Custom Functions
Science analysis is built upon custom data processing. To simplify this task,
and enable instrument independent analysis, custom functions may be attached to
the Instrument
or Constellation
object. Each function is
run automatically when new data is loaded before it is made available in
Instrument.data
.
This feature enables a user to hand a Constellation
or
Instrument
object to an independent routine and ensure any desired
customizations required are performed without any additional user intervention.

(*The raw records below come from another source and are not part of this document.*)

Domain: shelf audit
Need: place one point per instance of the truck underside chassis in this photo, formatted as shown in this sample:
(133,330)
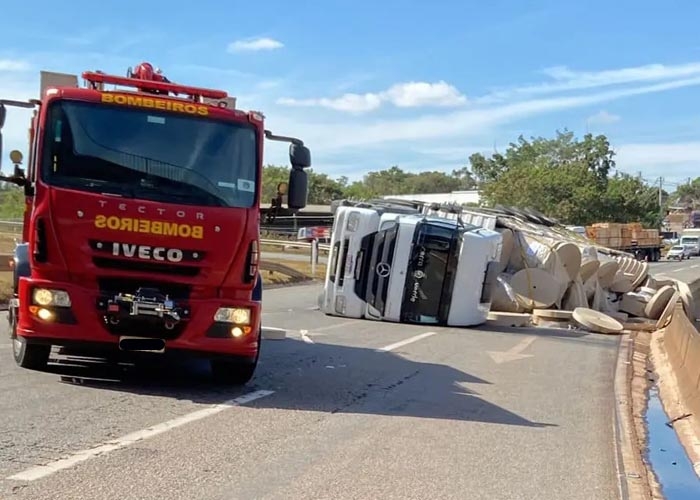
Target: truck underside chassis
(650,254)
(142,322)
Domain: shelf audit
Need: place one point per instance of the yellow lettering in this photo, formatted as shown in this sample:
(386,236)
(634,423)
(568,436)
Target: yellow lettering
(170,229)
(149,226)
(154,103)
(113,223)
(126,224)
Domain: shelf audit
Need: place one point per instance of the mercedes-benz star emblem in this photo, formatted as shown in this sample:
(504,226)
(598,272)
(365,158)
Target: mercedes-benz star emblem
(383,269)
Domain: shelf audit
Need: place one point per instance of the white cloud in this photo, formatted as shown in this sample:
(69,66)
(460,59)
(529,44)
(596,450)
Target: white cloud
(415,94)
(603,118)
(566,79)
(14,65)
(456,124)
(402,95)
(352,103)
(674,161)
(255,44)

This feature enables for the transparent modification of a data set in between
its state at rest on disk and when the data becomes available for use in
Instrument.data
.
Warning
Custom arguments and keywords are supported for these functions. However, these arguments and keywords are only evaluated initially when the function is attached to an Instrument object. Thus the objects passed in must be static or capable of updating themselves from within the custom function itself.
Example Function
If a custom function is attached to an Instrument
or
Constellation
object, the pysat object is passed to function in
place when the data is loaded. There is no Instrument
or
Constellation
copy made in memory. The function is expected to
modify the supplied pysat object directly and the functions are not allowed to
return any information. The example below is appropriate to be applied to an
Instrument
or a Constellation
at the
Instrument
level.
def modify_value(inst, param_name, factor=1.):
"""Modify param_name in inst by multiplying by factor
Parameters
----------
inst : pysat.Instrument
Object to be modified
param_name : str
Label for variable to be multiplied by factor
factor : int or float
Value to apply to param_name via multiplication (default=1.)
"""
# Save the old data
inst['old_{:s}'.format(param_name)] = inst[param_name]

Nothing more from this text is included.